1. INTRODUCTION Part of the task of exploring petroleum resides in understanding of the oil reservoir rock. Geologists collect hundreds of petrographic analysis to study a sedimentary unit that can be economically interesting. Each petrographic analysis includes a complete description of the minerals and the structures of the rock sample (optical and electronic microscope analysis, isotopic and chemical analysis and petrophysics) and the proposition of some theories about the genesis of the rock. This information composes the body of knowledge of some sedimentary unit or oil field, that is kept by sedimentology experts. This work focuses on the petrographic analysis and interpretation of the most important oil reservoir rock, the sandstone. We present a system that assists non-expert petrographers in describing and interpreting rock samples using previous similar cases. It stores and manages petrographic information of several sedimentary units, makes automatic quantitative classification of sandstones and suggests genetic interpretation based on previous cases and on the expert's heuristics. The similarity between two cases can usually assure that the solution adopted for a previous case (if it was a good solution, of course...) can also be adopted for the new case, or some other times, be modified to fit the particular requirements of the new case .

2. THE APPLICATION DOMAIN The petrographic study of reservoir rock gives important information to define how valuable some deposit could be. With a petrographic analysis we can estimate the porosity and permeability of the rock that contains oil, which is related with the oil flux and production. The exploration of a single oil field could demand hundreds of rock sample analysis to characterize the kind of reservoir. Studying a rock sample to support oil exploration means collecting the results of several different forms of analysis, like optical and electronic microscope analysis, isotopic and chemical analysis and petrophysics, and developing some interpretation of all the data. In a oil company, these analysis are made by petrographers who use particular and different methods to perform the task and to record the information. As a result, the body of knowledge about some oil reservoir is distribuited among several storages, including human minds, written documentation and magnetic storage. Experiences have demonstrated that most of the information produced was lost or couldn't be retrieved when a field was re-evaluated later. Besides the problem of the geologic memory of the oil field, which is concerned with the database resource, there is the problem related with supporting an expert task and the standardization of the petrographic task. The formation of a good petrographer demands years of experience and study in a hard subject. Each professional uses to develop a particular method in describing a rock sample, including some subjective interpretation of the rock features. One petrographer hardly would get the original aspect of a rock

throught a description made by another one. This is one of the causes of loosing information. Another problem is related with the representation of feebly structured information using the database systems models. This work faces on two problems of petrological study of reservoirs: •

how to acquire, represent and store symbolic and weakly structured information in an information system that guarantees safety and efficient management;



how to use the expert knowledge embbeded whitin this information to guide the description of new samples in a non-subjective and standard way, and to support geological correlation and interpretation.

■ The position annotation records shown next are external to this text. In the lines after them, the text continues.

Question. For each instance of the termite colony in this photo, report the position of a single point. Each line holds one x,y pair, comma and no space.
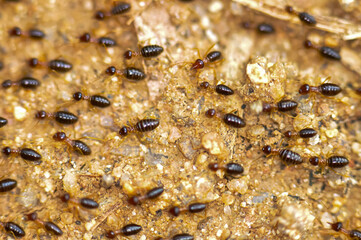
164,120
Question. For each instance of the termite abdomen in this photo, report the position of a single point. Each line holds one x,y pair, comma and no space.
290,157
307,133
196,207
121,8
107,42
307,18
214,56
286,105
234,168
183,236
146,125
224,90
29,154
29,83
60,65
265,28
14,228
151,51
154,193
233,120
65,117
131,229
330,89
36,34
81,147
3,122
337,162
7,185
134,74
88,203
99,101
355,235
329,53
53,228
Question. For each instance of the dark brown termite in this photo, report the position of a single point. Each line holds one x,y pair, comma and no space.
13,229
57,65
76,145
220,88
149,51
144,125
3,122
325,51
326,89
192,208
82,202
332,162
95,100
352,234
49,226
182,236
118,9
32,33
286,155
127,230
26,83
230,168
303,16
102,41
304,133
25,153
7,184
62,117
281,106
129,73
151,194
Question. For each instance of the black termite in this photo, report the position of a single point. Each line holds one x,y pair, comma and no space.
304,133
233,120
120,8
332,162
13,228
220,88
210,58
230,168
326,89
324,51
32,33
281,106
144,125
83,202
307,18
286,155
7,184
192,208
95,100
62,117
76,145
57,65
103,41
3,122
128,230
25,153
129,73
265,28
151,194
25,82
149,51
353,234
49,226
303,16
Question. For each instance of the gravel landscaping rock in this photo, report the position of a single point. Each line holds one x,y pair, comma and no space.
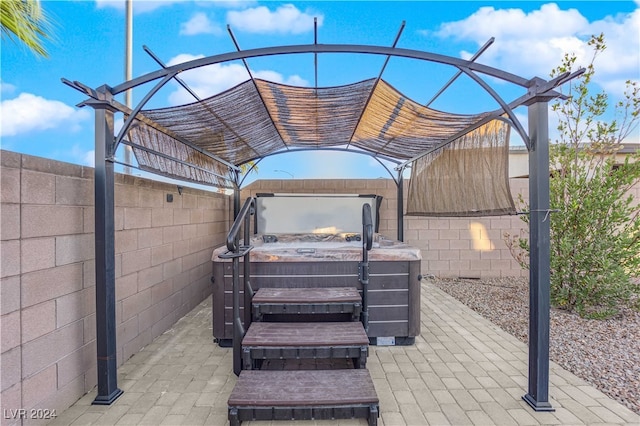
605,353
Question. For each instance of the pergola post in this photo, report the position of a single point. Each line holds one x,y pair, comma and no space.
108,390
400,205
539,268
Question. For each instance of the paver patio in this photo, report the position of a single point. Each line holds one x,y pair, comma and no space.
462,370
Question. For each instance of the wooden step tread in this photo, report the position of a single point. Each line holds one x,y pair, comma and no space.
307,295
303,388
286,334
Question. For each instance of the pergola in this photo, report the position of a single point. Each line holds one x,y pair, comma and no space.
209,140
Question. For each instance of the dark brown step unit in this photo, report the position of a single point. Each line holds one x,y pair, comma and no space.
303,395
304,340
307,301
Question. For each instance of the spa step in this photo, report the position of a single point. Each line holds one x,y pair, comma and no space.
303,395
307,301
304,340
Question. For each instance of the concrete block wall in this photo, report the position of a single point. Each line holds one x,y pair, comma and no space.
47,275
451,247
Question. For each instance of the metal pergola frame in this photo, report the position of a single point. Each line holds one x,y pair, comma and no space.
539,93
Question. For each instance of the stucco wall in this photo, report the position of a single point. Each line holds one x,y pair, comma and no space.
163,270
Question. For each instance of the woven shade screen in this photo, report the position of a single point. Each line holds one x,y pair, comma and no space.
396,126
257,118
468,177
319,117
203,169
233,125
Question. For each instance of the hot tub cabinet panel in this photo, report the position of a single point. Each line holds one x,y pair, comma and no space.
394,291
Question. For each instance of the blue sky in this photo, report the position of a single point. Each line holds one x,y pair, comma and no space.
39,117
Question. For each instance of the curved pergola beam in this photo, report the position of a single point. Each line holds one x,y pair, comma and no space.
350,151
323,48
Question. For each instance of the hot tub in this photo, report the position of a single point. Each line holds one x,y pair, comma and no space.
319,259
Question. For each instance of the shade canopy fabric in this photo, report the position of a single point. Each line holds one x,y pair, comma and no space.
258,118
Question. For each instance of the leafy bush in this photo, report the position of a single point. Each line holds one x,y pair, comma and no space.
595,231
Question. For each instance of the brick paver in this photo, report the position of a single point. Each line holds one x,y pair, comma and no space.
462,370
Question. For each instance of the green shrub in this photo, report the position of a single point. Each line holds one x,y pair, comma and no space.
595,229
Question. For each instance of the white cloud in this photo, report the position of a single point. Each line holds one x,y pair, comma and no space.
286,19
28,113
138,6
532,44
210,80
199,24
6,88
82,156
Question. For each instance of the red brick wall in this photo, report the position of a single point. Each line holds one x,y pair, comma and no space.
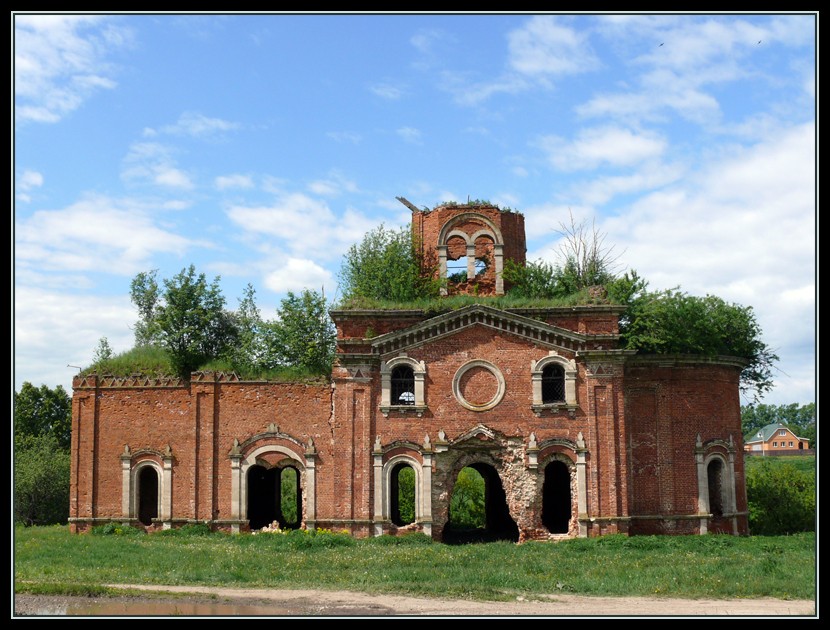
640,425
669,402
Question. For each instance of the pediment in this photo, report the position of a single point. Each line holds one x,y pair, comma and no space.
452,323
480,433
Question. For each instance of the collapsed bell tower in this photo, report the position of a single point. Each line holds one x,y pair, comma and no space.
468,245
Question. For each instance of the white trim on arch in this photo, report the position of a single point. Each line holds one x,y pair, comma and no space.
388,468
239,473
130,478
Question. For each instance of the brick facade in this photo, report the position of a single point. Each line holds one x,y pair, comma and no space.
636,445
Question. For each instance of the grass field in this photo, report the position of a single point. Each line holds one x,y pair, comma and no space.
52,560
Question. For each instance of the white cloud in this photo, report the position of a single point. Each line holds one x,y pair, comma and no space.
297,274
387,91
60,61
56,328
224,182
545,46
92,234
409,134
305,226
614,146
153,163
650,175
197,125
28,180
336,184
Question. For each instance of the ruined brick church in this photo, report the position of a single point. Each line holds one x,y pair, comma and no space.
573,436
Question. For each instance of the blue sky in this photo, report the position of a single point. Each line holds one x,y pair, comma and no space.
260,147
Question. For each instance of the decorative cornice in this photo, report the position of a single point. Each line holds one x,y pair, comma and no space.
683,360
478,314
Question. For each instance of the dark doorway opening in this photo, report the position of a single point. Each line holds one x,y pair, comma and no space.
478,508
263,496
556,498
274,494
715,473
403,495
148,495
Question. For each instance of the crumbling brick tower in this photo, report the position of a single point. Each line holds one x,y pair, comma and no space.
469,245
572,435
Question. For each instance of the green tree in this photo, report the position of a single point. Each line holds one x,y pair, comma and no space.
41,480
406,494
584,258
673,322
385,265
145,294
187,318
781,498
103,352
247,352
533,280
467,505
42,411
303,334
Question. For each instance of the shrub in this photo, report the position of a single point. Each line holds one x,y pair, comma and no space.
782,499
41,481
116,529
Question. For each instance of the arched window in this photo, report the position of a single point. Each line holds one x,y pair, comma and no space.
403,385
553,383
148,495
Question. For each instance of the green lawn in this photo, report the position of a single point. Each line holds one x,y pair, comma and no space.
50,559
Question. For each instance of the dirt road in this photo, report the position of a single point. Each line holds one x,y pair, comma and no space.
204,601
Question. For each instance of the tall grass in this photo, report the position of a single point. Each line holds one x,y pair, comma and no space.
711,566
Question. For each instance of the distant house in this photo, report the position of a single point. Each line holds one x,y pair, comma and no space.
775,438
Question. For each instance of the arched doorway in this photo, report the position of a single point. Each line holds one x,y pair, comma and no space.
402,495
478,508
714,472
148,495
556,498
291,498
274,494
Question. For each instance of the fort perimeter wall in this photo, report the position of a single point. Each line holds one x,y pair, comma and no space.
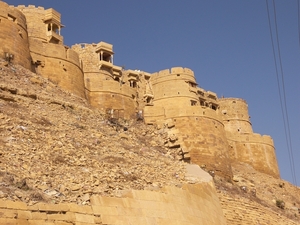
190,205
52,59
13,36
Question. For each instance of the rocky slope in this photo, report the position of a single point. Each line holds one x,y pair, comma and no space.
55,148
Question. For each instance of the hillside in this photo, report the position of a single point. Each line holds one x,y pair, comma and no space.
55,148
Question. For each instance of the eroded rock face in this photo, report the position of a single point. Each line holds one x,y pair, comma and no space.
54,147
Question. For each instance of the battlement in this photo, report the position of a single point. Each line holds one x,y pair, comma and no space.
84,45
173,71
251,138
29,7
232,100
32,35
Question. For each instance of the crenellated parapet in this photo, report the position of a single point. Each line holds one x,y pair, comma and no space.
14,46
246,146
204,129
235,115
43,24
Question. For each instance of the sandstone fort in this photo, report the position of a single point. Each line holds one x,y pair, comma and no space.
202,130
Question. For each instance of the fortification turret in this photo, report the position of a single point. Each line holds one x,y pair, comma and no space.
105,83
50,58
195,115
235,115
246,146
14,46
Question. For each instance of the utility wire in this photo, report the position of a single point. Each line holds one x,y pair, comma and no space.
282,101
298,4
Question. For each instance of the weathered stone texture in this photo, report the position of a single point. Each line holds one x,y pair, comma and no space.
192,204
13,36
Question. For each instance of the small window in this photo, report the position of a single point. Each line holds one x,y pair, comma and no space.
193,103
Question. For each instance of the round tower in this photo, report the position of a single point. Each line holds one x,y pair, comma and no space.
107,86
195,115
174,87
14,45
246,146
50,58
235,115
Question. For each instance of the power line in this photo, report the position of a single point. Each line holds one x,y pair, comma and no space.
282,97
298,4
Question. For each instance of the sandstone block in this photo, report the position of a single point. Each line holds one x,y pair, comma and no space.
16,205
68,217
84,218
8,213
105,210
81,209
38,216
24,214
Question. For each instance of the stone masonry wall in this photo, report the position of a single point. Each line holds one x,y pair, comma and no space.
246,146
13,35
244,211
235,115
171,86
59,64
52,60
252,149
196,204
206,143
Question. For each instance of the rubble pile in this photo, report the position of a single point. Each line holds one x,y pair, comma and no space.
55,148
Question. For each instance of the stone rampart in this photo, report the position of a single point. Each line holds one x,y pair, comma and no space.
173,87
205,142
34,16
14,45
235,115
59,64
191,204
244,211
256,150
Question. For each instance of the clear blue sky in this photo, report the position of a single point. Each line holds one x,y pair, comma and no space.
226,43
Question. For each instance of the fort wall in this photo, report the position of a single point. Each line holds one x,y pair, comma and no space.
203,123
191,204
59,64
200,131
247,146
13,36
50,57
106,85
205,143
255,150
235,115
169,84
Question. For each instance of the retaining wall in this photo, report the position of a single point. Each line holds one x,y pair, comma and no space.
190,205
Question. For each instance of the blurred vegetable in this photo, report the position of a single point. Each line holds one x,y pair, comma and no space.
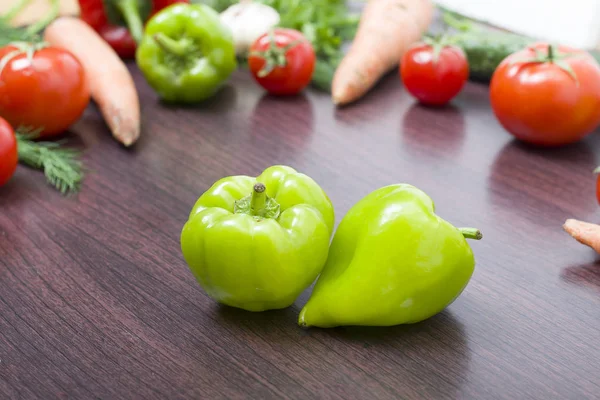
10,33
584,232
109,80
485,47
121,22
387,29
547,95
434,71
282,61
248,21
42,86
327,24
8,152
61,166
187,53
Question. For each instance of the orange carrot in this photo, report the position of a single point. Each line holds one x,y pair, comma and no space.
386,29
111,84
584,232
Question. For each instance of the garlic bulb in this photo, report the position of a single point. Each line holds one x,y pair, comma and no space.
248,21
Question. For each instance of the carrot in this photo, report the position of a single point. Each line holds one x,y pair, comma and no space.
584,232
111,84
386,29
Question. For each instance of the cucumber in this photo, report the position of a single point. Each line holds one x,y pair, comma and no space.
486,48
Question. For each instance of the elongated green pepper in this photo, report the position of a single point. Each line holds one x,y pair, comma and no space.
257,243
392,261
186,53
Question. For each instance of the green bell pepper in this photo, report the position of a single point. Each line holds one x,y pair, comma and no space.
186,53
392,261
257,243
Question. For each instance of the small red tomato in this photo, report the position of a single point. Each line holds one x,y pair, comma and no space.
46,90
546,95
434,72
282,61
8,152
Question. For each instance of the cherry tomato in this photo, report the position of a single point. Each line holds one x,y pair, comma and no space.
547,96
48,91
282,61
434,79
8,152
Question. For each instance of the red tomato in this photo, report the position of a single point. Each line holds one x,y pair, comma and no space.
8,152
48,92
285,58
551,98
434,81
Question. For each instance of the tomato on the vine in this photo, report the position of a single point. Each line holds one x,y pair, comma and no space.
46,90
9,156
547,95
282,61
434,72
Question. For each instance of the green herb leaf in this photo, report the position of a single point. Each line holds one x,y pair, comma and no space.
62,166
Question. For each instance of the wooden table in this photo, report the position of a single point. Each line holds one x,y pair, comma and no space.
97,302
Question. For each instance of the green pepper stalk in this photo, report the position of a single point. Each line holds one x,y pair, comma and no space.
186,53
130,11
471,233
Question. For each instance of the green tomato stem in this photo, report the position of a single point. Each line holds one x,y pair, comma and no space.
550,53
15,10
471,233
259,200
131,13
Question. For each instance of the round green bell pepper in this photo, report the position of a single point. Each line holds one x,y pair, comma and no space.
186,53
392,261
257,243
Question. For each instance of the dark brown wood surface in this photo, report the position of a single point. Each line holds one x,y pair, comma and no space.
97,302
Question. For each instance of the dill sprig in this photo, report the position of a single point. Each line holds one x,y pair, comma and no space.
31,33
62,167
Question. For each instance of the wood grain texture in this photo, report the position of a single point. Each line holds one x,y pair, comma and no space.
97,302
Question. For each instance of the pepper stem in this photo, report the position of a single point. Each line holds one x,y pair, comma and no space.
259,199
177,47
471,233
131,13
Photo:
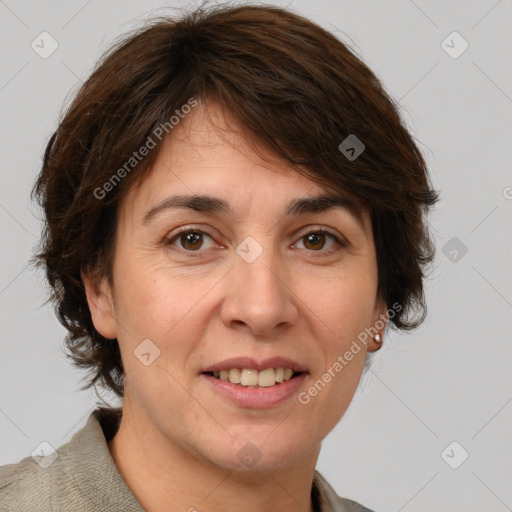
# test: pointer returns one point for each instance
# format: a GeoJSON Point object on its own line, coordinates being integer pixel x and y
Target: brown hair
{"type": "Point", "coordinates": [292, 85]}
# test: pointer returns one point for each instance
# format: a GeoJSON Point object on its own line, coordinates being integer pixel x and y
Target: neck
{"type": "Point", "coordinates": [167, 477]}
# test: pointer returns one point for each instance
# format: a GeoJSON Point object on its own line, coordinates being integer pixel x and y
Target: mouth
{"type": "Point", "coordinates": [253, 378]}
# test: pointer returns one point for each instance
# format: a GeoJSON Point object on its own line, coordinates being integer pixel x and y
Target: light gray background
{"type": "Point", "coordinates": [448, 381]}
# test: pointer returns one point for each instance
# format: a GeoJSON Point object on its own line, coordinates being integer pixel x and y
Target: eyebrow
{"type": "Point", "coordinates": [215, 205]}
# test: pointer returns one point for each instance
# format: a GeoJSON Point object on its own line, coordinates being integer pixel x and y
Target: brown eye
{"type": "Point", "coordinates": [321, 241]}
{"type": "Point", "coordinates": [190, 240]}
{"type": "Point", "coordinates": [314, 241]}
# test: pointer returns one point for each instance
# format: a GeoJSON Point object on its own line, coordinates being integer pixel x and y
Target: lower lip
{"type": "Point", "coordinates": [256, 397]}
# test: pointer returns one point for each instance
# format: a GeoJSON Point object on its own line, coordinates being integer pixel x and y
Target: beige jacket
{"type": "Point", "coordinates": [85, 478]}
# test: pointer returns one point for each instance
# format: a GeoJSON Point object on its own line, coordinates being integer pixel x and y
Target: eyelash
{"type": "Point", "coordinates": [340, 244]}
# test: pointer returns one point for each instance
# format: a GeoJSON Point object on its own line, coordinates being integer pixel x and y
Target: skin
{"type": "Point", "coordinates": [177, 444]}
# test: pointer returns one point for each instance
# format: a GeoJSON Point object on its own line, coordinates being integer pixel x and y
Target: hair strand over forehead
{"type": "Point", "coordinates": [291, 85]}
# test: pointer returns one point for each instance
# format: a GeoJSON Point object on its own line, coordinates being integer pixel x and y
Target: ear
{"type": "Point", "coordinates": [380, 321]}
{"type": "Point", "coordinates": [101, 304]}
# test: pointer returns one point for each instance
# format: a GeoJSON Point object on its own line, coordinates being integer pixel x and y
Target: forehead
{"type": "Point", "coordinates": [208, 155]}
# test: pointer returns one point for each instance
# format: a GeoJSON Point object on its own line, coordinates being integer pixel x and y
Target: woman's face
{"type": "Point", "coordinates": [246, 278]}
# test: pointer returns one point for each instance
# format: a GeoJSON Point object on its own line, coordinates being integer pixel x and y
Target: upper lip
{"type": "Point", "coordinates": [250, 363]}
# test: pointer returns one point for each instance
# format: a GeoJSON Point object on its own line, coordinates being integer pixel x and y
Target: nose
{"type": "Point", "coordinates": [259, 297]}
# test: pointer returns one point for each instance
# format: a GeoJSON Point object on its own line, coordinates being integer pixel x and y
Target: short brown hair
{"type": "Point", "coordinates": [292, 85]}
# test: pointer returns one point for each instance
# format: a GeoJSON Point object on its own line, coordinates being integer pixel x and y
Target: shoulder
{"type": "Point", "coordinates": [28, 485]}
{"type": "Point", "coordinates": [329, 501]}
{"type": "Point", "coordinates": [80, 475]}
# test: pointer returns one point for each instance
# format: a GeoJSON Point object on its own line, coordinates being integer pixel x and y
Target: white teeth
{"type": "Point", "coordinates": [235, 375]}
{"type": "Point", "coordinates": [254, 378]}
{"type": "Point", "coordinates": [267, 377]}
{"type": "Point", "coordinates": [249, 377]}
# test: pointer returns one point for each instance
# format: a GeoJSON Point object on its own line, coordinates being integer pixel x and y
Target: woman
{"type": "Point", "coordinates": [234, 214]}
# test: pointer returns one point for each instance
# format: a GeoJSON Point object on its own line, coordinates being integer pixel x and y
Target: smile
{"type": "Point", "coordinates": [250, 377]}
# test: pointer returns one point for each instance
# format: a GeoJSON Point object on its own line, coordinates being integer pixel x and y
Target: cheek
{"type": "Point", "coordinates": [345, 303]}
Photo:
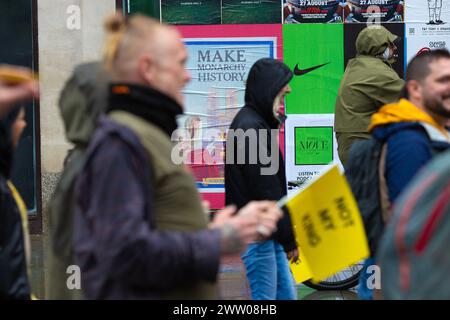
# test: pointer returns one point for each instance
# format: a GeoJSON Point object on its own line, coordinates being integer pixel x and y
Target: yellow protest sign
{"type": "Point", "coordinates": [328, 227]}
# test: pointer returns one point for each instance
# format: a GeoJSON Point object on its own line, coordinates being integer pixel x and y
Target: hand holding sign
{"type": "Point", "coordinates": [328, 227]}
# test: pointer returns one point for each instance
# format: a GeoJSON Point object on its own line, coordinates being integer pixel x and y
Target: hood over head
{"type": "Point", "coordinates": [265, 80]}
{"type": "Point", "coordinates": [373, 40]}
{"type": "Point", "coordinates": [82, 99]}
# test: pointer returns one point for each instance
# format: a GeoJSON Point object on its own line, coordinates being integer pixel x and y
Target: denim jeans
{"type": "Point", "coordinates": [268, 272]}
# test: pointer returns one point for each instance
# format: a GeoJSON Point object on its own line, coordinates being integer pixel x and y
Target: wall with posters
{"type": "Point", "coordinates": [316, 38]}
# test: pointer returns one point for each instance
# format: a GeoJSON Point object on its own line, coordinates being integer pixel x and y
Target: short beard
{"type": "Point", "coordinates": [436, 107]}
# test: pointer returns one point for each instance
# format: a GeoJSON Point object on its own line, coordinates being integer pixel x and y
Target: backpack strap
{"type": "Point", "coordinates": [434, 134]}
{"type": "Point", "coordinates": [384, 195]}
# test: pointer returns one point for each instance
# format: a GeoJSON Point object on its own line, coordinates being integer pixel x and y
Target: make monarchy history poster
{"type": "Point", "coordinates": [219, 62]}
{"type": "Point", "coordinates": [432, 12]}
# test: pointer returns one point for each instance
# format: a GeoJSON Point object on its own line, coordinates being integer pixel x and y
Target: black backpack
{"type": "Point", "coordinates": [366, 162]}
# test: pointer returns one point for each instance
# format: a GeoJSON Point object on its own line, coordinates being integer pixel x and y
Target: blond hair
{"type": "Point", "coordinates": [126, 38]}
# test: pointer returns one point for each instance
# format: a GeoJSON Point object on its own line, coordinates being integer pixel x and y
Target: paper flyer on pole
{"type": "Point", "coordinates": [310, 148]}
{"type": "Point", "coordinates": [315, 52]}
{"type": "Point", "coordinates": [432, 12]}
{"type": "Point", "coordinates": [422, 37]}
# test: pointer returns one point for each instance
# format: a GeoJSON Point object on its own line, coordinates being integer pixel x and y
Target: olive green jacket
{"type": "Point", "coordinates": [369, 82]}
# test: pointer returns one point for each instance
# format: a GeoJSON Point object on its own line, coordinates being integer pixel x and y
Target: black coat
{"type": "Point", "coordinates": [244, 182]}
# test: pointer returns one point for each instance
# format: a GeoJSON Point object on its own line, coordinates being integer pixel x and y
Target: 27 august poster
{"type": "Point", "coordinates": [312, 11]}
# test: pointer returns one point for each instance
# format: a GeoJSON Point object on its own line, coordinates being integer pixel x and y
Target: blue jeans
{"type": "Point", "coordinates": [268, 272]}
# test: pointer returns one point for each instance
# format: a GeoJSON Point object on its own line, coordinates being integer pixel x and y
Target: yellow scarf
{"type": "Point", "coordinates": [403, 111]}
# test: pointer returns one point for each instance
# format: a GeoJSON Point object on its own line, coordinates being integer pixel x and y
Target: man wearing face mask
{"type": "Point", "coordinates": [257, 179]}
{"type": "Point", "coordinates": [369, 82]}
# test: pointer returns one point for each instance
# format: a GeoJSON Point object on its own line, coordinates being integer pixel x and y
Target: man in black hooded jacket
{"type": "Point", "coordinates": [261, 176]}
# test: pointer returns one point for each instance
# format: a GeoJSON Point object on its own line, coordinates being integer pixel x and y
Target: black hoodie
{"type": "Point", "coordinates": [244, 182]}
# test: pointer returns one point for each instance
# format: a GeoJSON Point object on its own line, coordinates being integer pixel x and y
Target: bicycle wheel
{"type": "Point", "coordinates": [343, 280]}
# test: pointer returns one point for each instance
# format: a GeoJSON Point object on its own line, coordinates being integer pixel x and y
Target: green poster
{"type": "Point", "coordinates": [315, 52]}
{"type": "Point", "coordinates": [148, 7]}
{"type": "Point", "coordinates": [251, 11]}
{"type": "Point", "coordinates": [191, 11]}
{"type": "Point", "coordinates": [313, 145]}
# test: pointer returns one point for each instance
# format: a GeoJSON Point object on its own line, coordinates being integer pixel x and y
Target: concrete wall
{"type": "Point", "coordinates": [62, 45]}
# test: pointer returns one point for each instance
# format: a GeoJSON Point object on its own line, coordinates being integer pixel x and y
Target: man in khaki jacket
{"type": "Point", "coordinates": [369, 82]}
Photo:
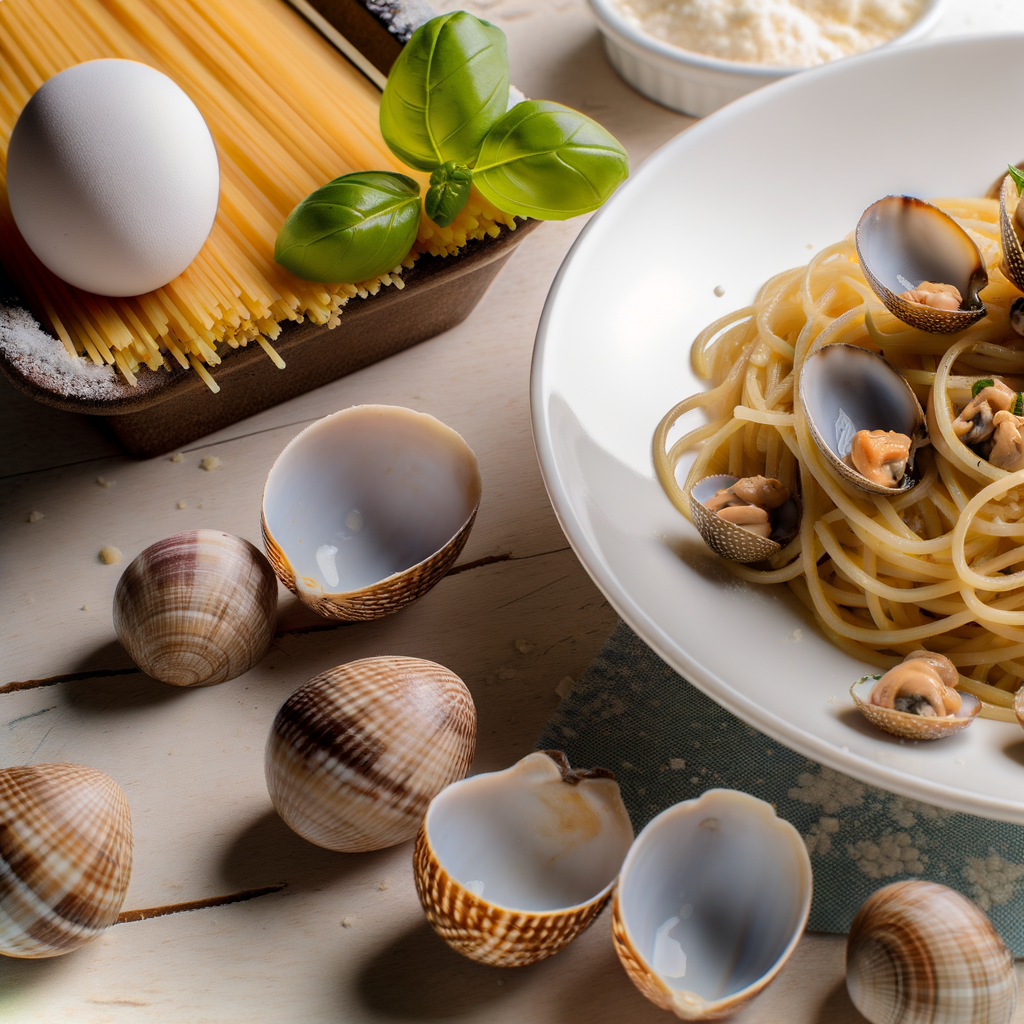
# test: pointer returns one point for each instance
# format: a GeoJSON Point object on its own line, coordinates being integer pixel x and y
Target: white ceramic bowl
{"type": "Point", "coordinates": [693, 83]}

In the first phase of the project, we collected the user requirements about the reservoir petrographic information system. The requirements address four aspects of the application: the heterogeneity, weak structure and great amount of data, and the necessity of knowledge processing. The system should manage information about geological unit descriptions and geographicaly referenced rock analysis to support geological correlations among layers and units. To accomplish this goal the system should manage different types of data, like images, numeric tables, textual information, and include features of the Geographical Information Systems (GIS, second Abdelmonty et al. 1993) to treat spatially correlated data. Besides the information representation there is the problem about acquiring and using problem solving expert knowledge. From these information and requirements, we've decided to solve a representative part of problem. Three types of descriptions obtained throught an analysis in optical microscope are treated by the system: •

A qualitative description of a rock sample, that describes the way that minerals and structures are presented in the rock, their interrelationships and main features. Each sample has among 45 features that need some textual description;



a quantitative description, that quantifies the minerals, pores (the empty space among minerals, that could store oil) and special features present in the thin section. Each sample contains about eighty minerals or features that need to be quantified;



a microphotography obtained in an optical or electronic microscope, that illustrates the general aspects of the rock.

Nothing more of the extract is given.